The Caring Together Art Journal Project

Mental health carers as partners in recovery

“Self combusting”

It’s a beautiful day out there. The sun is shining. The sky is blue and crisp. The garden is lush and green, all recovered from the drought. Our shed is still sitting there covered in ivy, and the trampoline is waiting for passengers that will probably never come again. I know it’s all there. It always is. It’s the view from our lounge room, where I perch a trestle table in the corner to write.

But it doesn’t matter how beautiful it is outside when I can’t see further than the torrent of tears flowing down inside my glasses, catching on the rim, spilling down my nose like a dam bursting its banks.

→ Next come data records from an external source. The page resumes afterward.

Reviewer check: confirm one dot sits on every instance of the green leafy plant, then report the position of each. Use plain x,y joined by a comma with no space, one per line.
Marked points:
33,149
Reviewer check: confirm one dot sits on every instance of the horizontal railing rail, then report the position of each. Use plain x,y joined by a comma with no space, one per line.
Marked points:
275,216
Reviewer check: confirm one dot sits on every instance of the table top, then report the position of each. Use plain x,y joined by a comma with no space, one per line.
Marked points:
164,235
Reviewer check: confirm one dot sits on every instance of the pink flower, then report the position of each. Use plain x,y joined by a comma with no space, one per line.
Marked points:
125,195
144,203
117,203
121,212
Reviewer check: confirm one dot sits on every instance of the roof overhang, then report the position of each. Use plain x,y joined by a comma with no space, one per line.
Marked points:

I don’t know that “crying” really describes this. I’m not sobbing, not wailing, not dripping dainty little tears. There is no heaving chest, no noise. It’s silent, this flood of wet stuff that flies out of my eyes. It’s like my body is saying “ENOUGH!!” and it just turns on the taps before I implode with everything that I’m holding in. And that wet stuff won’t stop until my body has cleared it all out. It’s a full on waterfall, and I don’t seem to have any say in it at all.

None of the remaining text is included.